The first DOC rendez-vous for the 2017/2018 season will present Safari by Ulrich Seidl, at last on Italian screens.

Cinema Massimo – From 31 August to 6 September 2017, 4.30/6.30/8.30 p.m., Screen Three

Following the summer break, the customary monthly rendez-vous dedicated to lovers of reality cinema is back again, proposing Ulrich Seidl’s new film titled Safari this month, in which the author, as usual, continues to explore the most obscene aspects of contemporary society, concentrating this time on safaris by rich Westerners.

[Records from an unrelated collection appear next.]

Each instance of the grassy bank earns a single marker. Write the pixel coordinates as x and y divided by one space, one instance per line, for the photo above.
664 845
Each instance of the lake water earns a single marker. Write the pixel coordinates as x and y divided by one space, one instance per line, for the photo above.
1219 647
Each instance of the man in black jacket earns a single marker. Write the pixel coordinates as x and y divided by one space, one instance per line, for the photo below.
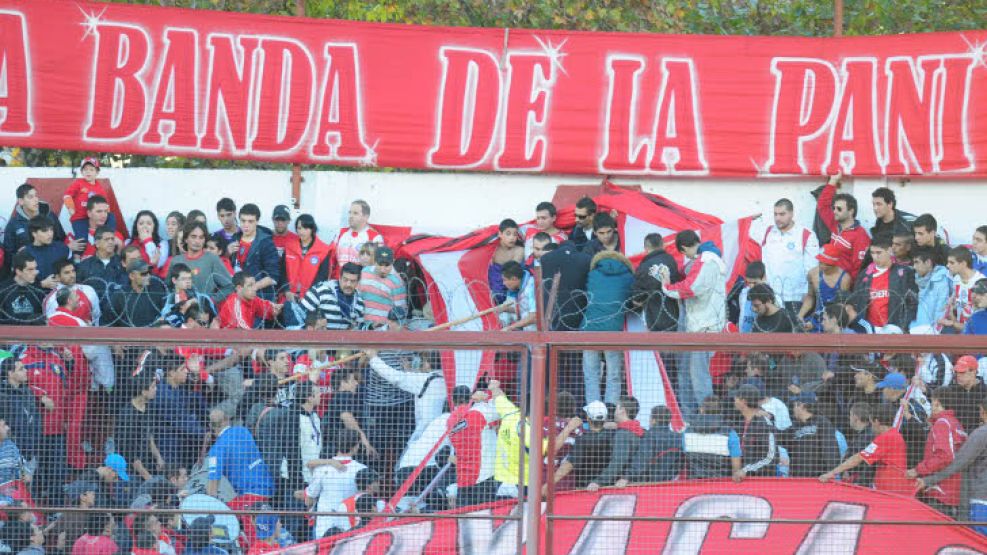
811 441
29 205
626 441
661 313
103 271
19 407
140 304
21 301
659 456
572 265
757 436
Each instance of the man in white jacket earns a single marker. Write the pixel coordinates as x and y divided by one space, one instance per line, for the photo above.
703 295
427 385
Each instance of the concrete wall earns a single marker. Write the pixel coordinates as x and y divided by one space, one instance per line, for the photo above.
454 203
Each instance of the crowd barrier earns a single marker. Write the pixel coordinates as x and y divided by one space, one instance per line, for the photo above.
481 481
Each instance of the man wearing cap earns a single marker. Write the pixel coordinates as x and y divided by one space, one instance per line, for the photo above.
79 193
946 436
757 437
139 305
886 452
281 235
823 282
591 451
348 242
977 324
29 206
913 413
968 391
838 211
381 288
338 301
474 442
252 251
811 441
72 525
788 251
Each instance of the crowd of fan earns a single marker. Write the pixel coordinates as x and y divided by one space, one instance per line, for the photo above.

Presented last year out of competition at the Venice film Festival, this film, distributed by Lab80, is finally hitting Italian screens. Seidl, one of the most controversial and provoking filmmakers within the European scenario, is also the author, among other films, of Hundstage (Dog days, 2001) and of the Paradies (Paradise) trilogy (2012-2013), also programmed at the Massimo during the past season. Admission 6.00/4.00/3.00 euro.

 

Ulrich Seidl

Safari

(Austria/Denmark/Germany 2016, 90’, DCP, col., o.v. it. s/t.)

Wealthy Austrian and German hunters kill big mammals inside the reservations on the border between Namibia and South Africa. The filmmaker follows them during their hunting trips and gets them to talk about the sense of venery activities, of their relationship with the African continent, about life and death. Similarly to his former Im Keller (In the basement), Safari is a journey through ordinary men and women’s psychologies and ways of being, albeit taken up with activities that are extravagant, and absolutely unthinkable for most of us. Safari is not a film about hunting. And neither is it a denounciation documentary. But it is, in the style of this Austrian filmmaker, a take about reality, on which the camera eye imparts a tragic-comical vein and in which the act of showing all the details of the world it is documenting without censoring them, becomes a precise choice in style, full of significance.